You bring up a good point about the self-lubricating water pump and the damage being cumulative. I can easily tell myself to bleed the system every few days even if everything is working well. I’ll put a note on the speedometer as a reminder!

It is so cold out now I do not want to spend my time fixing it myself. I could probably get the job done for about $1000–1200 but the vehicle really isn’t worth it. I’d buy a new one but GM stopped making them. Honda has one, as does Chrysler., but the seats are difficult or impossible to take out and that limits the head room. Also they both have so many options that I will never use. Bluetooth enabled so I can talk on the phone? What’s wrong with my cell phone and $20 ear piece? Pandora? XM? Usually I just listen to NPR. Or silence if it is fund drive time. Rear vision camera? Why? I can easily look out the back window on this vehicle.
I know I sound like a Luddite but I really don’t think I need that much “Infotainment” in a vehicle I use like a truck.

I wonder if exhaust products damage coolant?

funkdaddy's avatar

I’d fix it, your coolant system is sealed because it needs to be to circulate. The pump doesn’t work if there are voids because gravity takes over and the coolant just sticks in the bottom.

So basically you’re risking bricking the entire engine by warping the heads or block just enough so they don’t seal. A headgasket replacement plus machine work add up to you probably just buying another car, or at least a “new” engine.

I had a similar problem with my wife’s Mini Cooper and it ended up being the thermostat housing (on those it’s a bit different system). After looking it over, I had it done by a shop for less than $300. So I think your estimate may well be high (knowing nothing about that particular car).

LuckyGuy's avatar

@funkdaddy We are on the same page. You wrote “A head gasket replacement plus machine work add up to you probably just buying another car, or at least a “new” engine.” That is my thought too. Since I am likely going to replace the car anyway I figure I will run the experiment. I will carry a 7mm nut driver in the cup holder and bleed the coolant system every other time I use the car. What do I have to lose? I have plenty of back up.
It is about -10C, 14F outside now and we will continue to “enjoy” cold weather like this for another 2 months. I figure overheating will not be too much of an issue.
I will see how long I can flog the car this way.
If I think of it I will bring a sample of coolant to the lab and will check it periodically to see if the exhaust causes it to degrade. . .

funkdaddy's avatar

@LuckyGuy – sounds good, drop an update here if you think about it whenever it reaches either conclusion.

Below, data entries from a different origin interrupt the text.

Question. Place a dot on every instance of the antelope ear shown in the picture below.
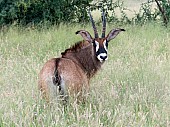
(113, 33)
(86, 35)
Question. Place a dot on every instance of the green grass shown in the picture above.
(132, 88)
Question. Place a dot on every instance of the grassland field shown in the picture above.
(132, 89)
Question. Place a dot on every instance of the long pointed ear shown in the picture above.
(113, 33)
(86, 35)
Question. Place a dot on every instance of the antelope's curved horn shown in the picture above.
(93, 25)
(104, 24)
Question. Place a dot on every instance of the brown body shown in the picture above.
(70, 74)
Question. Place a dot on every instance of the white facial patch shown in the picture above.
(102, 56)
(104, 44)
(97, 45)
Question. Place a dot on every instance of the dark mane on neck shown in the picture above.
(76, 47)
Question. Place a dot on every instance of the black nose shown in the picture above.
(103, 57)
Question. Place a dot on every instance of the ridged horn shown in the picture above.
(104, 24)
(93, 25)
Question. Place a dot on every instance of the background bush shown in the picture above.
(37, 11)
(71, 11)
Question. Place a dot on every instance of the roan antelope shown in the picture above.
(70, 74)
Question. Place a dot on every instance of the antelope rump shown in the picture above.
(70, 74)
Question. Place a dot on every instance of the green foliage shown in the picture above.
(37, 11)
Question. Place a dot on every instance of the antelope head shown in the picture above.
(100, 44)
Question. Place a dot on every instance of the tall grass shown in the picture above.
(131, 89)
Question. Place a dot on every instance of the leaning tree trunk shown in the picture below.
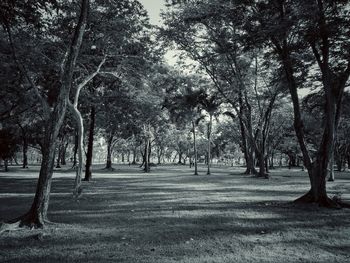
(209, 142)
(109, 154)
(6, 164)
(89, 153)
(331, 168)
(25, 152)
(64, 152)
(147, 146)
(79, 167)
(75, 150)
(37, 215)
(195, 149)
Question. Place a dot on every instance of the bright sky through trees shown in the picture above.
(153, 8)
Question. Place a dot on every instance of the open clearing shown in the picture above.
(170, 215)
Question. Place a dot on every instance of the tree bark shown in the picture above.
(195, 149)
(147, 145)
(88, 174)
(75, 150)
(79, 167)
(37, 215)
(109, 154)
(6, 164)
(25, 152)
(209, 142)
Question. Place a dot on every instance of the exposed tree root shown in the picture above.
(110, 169)
(9, 227)
(326, 202)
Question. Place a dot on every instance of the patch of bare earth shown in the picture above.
(170, 215)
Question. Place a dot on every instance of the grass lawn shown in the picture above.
(170, 215)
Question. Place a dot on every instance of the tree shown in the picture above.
(316, 29)
(54, 115)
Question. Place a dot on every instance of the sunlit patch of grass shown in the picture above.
(170, 215)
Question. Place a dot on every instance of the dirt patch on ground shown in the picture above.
(170, 215)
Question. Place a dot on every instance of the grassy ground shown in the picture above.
(170, 215)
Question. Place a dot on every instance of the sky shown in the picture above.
(153, 8)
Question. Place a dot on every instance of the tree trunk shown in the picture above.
(209, 142)
(6, 165)
(79, 167)
(37, 215)
(63, 154)
(89, 153)
(75, 150)
(134, 152)
(58, 161)
(195, 149)
(331, 168)
(25, 152)
(109, 154)
(180, 158)
(147, 167)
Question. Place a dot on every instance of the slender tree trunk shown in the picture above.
(88, 174)
(195, 149)
(25, 152)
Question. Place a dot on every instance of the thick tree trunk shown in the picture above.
(25, 153)
(109, 155)
(79, 167)
(134, 152)
(37, 215)
(209, 142)
(331, 168)
(147, 146)
(88, 174)
(6, 165)
(180, 158)
(58, 155)
(75, 150)
(63, 154)
(195, 149)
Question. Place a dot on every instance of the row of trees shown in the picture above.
(259, 52)
(252, 59)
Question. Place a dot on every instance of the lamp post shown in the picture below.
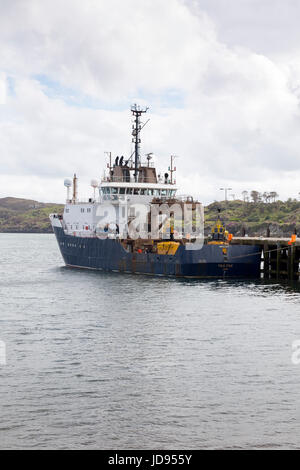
(225, 190)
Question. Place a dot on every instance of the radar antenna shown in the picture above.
(136, 129)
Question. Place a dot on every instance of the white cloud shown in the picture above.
(236, 123)
(2, 88)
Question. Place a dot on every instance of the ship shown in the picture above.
(135, 222)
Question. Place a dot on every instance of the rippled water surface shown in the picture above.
(112, 361)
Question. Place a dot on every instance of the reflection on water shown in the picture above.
(97, 360)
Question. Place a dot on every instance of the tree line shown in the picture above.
(256, 196)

In most areas I think cars tend to be overbuilt, so I think chances are good you make it a while. My biggest worry would be I’m guessing it has an iron block with aluminum heads so they expand/contract at different rates, especially if there’s cooling issues with the top half. Anyway, straying off topic. I hope it goes well.

Honestly I’m always thinking in terms of primary transportation for at least one person and now my frame of reference includes “might have baby in the car”, so the answer has suddenly become “always fix it ASAP” in my world.

LuckyGuy's avatar

The days are getting warmer so I decided to get the car fixed. As we figured, there was a leaking head gasket – the middle front cylinder. So far, the car is running great. Probably good for another 100,000 miles.